Roundup

Best PDF to Markdown converters (2026)

There is no single best tool – there is a best tool for your situation. Below is an honest, criteria-based roundup of the hosted, open-source and enterprise options, a side-by-side table, and who each one is for. Full disclosure: pdf2md.dev is one of them, so we kept the criteria explicit.

Short answer

Pick by what you need

For free, instant conversion with no setup, use pdf2md.dev. To self-host, look at Marker, Docling or MinerU. For RAG inside LlamaIndex, LlamaParse. For enterprise procurement, Adobe PDF Extract. For OCR with bounding boxes and confidence scores, Mistral OCR. For a tiny local multi-format library, Microsoft MarkItDown. The table and the ranked notes below explain the trade-offs.

At a glance

The converters, side by side

The fastest way to narrow the field: shape, the free path, built-in OCR and how you automate it.

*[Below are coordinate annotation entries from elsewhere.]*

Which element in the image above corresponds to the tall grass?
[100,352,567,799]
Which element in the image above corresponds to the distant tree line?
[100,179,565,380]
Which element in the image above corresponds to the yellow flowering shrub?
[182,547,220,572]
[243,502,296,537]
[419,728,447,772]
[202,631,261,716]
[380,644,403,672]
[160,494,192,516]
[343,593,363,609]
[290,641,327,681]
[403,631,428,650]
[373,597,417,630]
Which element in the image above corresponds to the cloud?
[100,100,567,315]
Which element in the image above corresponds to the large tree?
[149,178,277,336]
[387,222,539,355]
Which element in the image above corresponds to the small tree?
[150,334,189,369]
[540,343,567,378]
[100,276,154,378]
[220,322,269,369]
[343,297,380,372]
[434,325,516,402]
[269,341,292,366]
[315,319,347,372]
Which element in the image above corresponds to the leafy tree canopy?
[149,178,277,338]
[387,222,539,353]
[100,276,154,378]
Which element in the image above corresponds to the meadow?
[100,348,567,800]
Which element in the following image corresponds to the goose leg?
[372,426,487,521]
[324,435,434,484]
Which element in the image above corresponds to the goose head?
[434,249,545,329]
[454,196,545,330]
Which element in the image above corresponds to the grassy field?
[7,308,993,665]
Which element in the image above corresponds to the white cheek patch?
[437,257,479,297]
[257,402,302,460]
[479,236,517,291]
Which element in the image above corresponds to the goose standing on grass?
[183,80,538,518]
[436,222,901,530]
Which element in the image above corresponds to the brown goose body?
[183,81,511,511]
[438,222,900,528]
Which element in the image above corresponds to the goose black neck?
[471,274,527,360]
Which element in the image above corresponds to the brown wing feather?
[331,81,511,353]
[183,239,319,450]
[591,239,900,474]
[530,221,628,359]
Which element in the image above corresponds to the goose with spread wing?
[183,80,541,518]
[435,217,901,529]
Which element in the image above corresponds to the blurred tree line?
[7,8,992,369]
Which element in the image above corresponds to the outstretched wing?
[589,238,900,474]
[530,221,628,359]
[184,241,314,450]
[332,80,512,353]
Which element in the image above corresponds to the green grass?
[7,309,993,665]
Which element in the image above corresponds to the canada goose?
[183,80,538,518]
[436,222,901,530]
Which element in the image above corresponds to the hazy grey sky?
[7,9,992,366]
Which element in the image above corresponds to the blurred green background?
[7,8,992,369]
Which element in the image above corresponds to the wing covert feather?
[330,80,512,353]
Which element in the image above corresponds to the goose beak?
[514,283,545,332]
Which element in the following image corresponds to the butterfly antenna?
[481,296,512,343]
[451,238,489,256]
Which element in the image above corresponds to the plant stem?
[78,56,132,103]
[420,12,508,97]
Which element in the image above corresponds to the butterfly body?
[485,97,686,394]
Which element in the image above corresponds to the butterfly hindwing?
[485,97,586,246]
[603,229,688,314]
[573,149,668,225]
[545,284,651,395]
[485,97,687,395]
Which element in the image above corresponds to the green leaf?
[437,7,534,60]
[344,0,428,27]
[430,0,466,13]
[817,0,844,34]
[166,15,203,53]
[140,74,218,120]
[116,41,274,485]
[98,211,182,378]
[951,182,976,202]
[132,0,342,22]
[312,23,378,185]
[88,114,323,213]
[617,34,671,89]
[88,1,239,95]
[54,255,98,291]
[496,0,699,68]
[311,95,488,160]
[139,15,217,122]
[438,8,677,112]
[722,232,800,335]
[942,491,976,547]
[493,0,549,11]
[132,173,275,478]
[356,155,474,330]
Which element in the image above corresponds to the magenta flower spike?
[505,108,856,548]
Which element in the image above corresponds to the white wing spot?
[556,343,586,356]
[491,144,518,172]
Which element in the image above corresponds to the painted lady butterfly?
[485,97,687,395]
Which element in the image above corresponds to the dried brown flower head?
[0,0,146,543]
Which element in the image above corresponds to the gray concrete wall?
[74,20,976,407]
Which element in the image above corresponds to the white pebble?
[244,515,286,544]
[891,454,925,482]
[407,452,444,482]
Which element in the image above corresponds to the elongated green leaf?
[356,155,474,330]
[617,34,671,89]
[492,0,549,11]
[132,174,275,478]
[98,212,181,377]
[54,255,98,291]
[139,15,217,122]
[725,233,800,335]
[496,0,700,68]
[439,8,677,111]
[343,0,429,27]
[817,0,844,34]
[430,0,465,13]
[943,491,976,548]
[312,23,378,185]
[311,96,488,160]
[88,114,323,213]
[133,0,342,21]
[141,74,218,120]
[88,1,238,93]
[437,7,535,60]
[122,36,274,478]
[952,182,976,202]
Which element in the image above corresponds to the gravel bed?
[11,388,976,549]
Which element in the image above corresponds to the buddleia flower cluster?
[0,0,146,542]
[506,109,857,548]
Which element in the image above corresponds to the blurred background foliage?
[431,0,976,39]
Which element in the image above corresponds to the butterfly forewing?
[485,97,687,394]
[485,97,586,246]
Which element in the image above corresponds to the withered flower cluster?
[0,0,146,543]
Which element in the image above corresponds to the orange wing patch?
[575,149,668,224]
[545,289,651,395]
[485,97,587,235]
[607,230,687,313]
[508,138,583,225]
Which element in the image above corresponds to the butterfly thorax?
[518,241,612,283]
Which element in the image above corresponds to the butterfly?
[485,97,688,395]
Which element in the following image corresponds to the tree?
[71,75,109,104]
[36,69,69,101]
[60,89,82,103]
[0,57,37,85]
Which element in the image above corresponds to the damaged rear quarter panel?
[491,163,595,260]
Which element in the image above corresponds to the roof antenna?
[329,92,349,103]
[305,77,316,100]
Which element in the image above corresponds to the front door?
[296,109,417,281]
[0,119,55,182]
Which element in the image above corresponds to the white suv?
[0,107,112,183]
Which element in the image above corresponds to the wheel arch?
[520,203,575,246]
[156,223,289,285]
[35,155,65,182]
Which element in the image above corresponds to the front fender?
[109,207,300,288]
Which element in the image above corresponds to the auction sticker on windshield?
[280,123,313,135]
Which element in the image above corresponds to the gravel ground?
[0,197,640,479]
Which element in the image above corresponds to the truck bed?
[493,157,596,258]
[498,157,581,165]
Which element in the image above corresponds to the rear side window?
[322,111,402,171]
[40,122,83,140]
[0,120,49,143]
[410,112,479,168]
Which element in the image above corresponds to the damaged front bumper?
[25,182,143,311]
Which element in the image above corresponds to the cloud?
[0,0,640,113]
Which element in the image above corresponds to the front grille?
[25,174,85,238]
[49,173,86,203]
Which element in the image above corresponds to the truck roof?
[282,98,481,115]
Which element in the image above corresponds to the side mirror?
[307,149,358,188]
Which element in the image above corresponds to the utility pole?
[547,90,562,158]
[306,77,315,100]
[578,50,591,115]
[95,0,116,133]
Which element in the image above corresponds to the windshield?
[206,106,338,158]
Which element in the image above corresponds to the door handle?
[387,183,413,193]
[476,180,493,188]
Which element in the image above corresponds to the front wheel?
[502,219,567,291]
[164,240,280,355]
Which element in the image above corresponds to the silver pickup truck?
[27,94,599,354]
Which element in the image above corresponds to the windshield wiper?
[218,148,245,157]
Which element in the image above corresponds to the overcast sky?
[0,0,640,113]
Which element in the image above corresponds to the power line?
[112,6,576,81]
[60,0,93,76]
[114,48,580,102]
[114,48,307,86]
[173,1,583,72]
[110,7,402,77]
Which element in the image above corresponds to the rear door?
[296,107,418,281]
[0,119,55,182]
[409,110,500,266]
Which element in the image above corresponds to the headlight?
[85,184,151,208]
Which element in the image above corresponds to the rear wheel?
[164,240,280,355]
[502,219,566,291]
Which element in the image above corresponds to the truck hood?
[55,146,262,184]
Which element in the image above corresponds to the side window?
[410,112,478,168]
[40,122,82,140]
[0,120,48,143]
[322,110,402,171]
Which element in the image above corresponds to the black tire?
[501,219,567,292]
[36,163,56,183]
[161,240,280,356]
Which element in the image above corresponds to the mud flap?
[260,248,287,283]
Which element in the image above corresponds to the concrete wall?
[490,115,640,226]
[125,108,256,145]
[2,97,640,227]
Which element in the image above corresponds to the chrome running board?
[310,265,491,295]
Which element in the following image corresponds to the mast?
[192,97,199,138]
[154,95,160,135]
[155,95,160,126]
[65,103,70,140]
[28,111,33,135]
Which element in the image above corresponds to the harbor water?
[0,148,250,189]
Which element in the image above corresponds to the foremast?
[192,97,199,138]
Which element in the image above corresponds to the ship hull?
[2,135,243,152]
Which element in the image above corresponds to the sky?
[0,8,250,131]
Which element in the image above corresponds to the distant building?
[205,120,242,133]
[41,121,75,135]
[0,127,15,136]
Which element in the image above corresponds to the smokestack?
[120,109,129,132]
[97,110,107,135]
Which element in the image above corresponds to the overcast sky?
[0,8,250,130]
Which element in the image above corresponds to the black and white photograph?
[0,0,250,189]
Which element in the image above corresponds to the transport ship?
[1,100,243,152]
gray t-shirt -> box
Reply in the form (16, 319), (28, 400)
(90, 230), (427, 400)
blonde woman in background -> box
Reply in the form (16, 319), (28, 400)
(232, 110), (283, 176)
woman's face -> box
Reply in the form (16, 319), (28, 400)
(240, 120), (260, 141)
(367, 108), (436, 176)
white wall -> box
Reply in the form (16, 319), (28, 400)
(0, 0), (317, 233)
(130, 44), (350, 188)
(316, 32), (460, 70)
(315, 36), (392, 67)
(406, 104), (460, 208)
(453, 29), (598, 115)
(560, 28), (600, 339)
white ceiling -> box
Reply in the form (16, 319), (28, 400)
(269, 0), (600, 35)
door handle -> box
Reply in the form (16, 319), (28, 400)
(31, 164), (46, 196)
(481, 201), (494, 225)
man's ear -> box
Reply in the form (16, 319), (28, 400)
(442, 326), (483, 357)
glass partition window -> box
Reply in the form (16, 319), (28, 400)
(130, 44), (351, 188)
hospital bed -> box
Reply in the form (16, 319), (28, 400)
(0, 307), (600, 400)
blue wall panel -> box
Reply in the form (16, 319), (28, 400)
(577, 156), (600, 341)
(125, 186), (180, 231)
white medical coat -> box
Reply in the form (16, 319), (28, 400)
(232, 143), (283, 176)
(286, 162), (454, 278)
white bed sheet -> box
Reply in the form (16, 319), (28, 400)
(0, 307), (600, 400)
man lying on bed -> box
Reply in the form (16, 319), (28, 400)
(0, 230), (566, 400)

Tool Shape Free path Built-in OCR API / agent
pdf2md.dev Hosted Free anonymous Yes REST + hosted MCP
Marker Self-host library Free (self-host) Yes (Surya) Datalab API (paid)
Docling Self-host library Free (MIT) Yes Library
MinerU Self-host library Free (open-source) Yes Library
LlamaParse Cloud API 10k credits/mo Yes REST + SDK
Adobe PDF Extract Enterprise SaaS 500 tx/mo (≤2,500 pages) Yes REST API
Mistral OCR Cloud API Pay per page Yes REST API
MarkItDown Self-host library Free (MIT) No (plugin) Library

Competitor details from each project's public documentation; pdf2md.dev values are the current free-tier limits. All of these evolve – check each source for the latest.

In detail

Who each one is best for

Ranked by how broadly they fit, with the deep one-to-one comparison linked where we have one.

1

pdf2md.dev – best for free, instant conversion

Hosted, so there is nothing to install and no GPU. OCR, real Markdown tables and formulas are built in, it is free to use anonymously in the browser, and the same conversion is a REST API and a hosted MCP for agents. Convert a PDF now.

2

Marker – best self-hosted quality

An open-source library with excellent output, an optional --use_llm flag for near-perfect results on messy pages, and broad format support. Built for a GPU; the licence is free under $2M revenue. pdf2md.dev vs Marker.

3

Docling – best open-source for clean docs and tables

IBM's MIT-licensed library with a strong table-structure model. Fast and reliable on clean documents. pdf2md.dev runs Docling as one of its engines, so you can get it hosted. See extracting tables to Markdown.

4

MinerU – best open-source for dense, complex layouts

Robust on heavy, multi-column and formula-rich pages. Open-source and self-hosted. pdf2md.dev also runs MinerU as an engine, so dense documents convert well without you operating it. See scanned PDF to Markdown.

5

LlamaParse – best for RAG inside LlamaIndex

A GenAI-native cloud parser that plugs straight into LlamaIndex pipelines, with agentic parse modes for complex documents. Credit-metered; needs an account and an API key. pdf2md.dev vs LlamaParse.

6

Adobe PDF Extract – best enterprise SaaS

A polished, vendor-backed service that preserves reading order, links, images and tables in Markdown. Paid pricing is quote-only and documents are processed in Adobe's cloud. pdf2md.dev vs Adobe.

7

Mistral OCR – best for OCR with structural metadata

A pay-per-page API returning Markdown plus bounding boxes, confidence scores and block labels, with broad multilingual coverage. Needs an account and an API key. pdf2md.dev vs Mistral OCR.

8

Microsoft MarkItDown – best tiny local library

An MIT-licensed Python library that converts PDF, DOCX, XLSX, PPTX and more to Markdown. Lightweight, but no built-in OCR and limited on complex tables. pdf2md.dev vs MarkItDown.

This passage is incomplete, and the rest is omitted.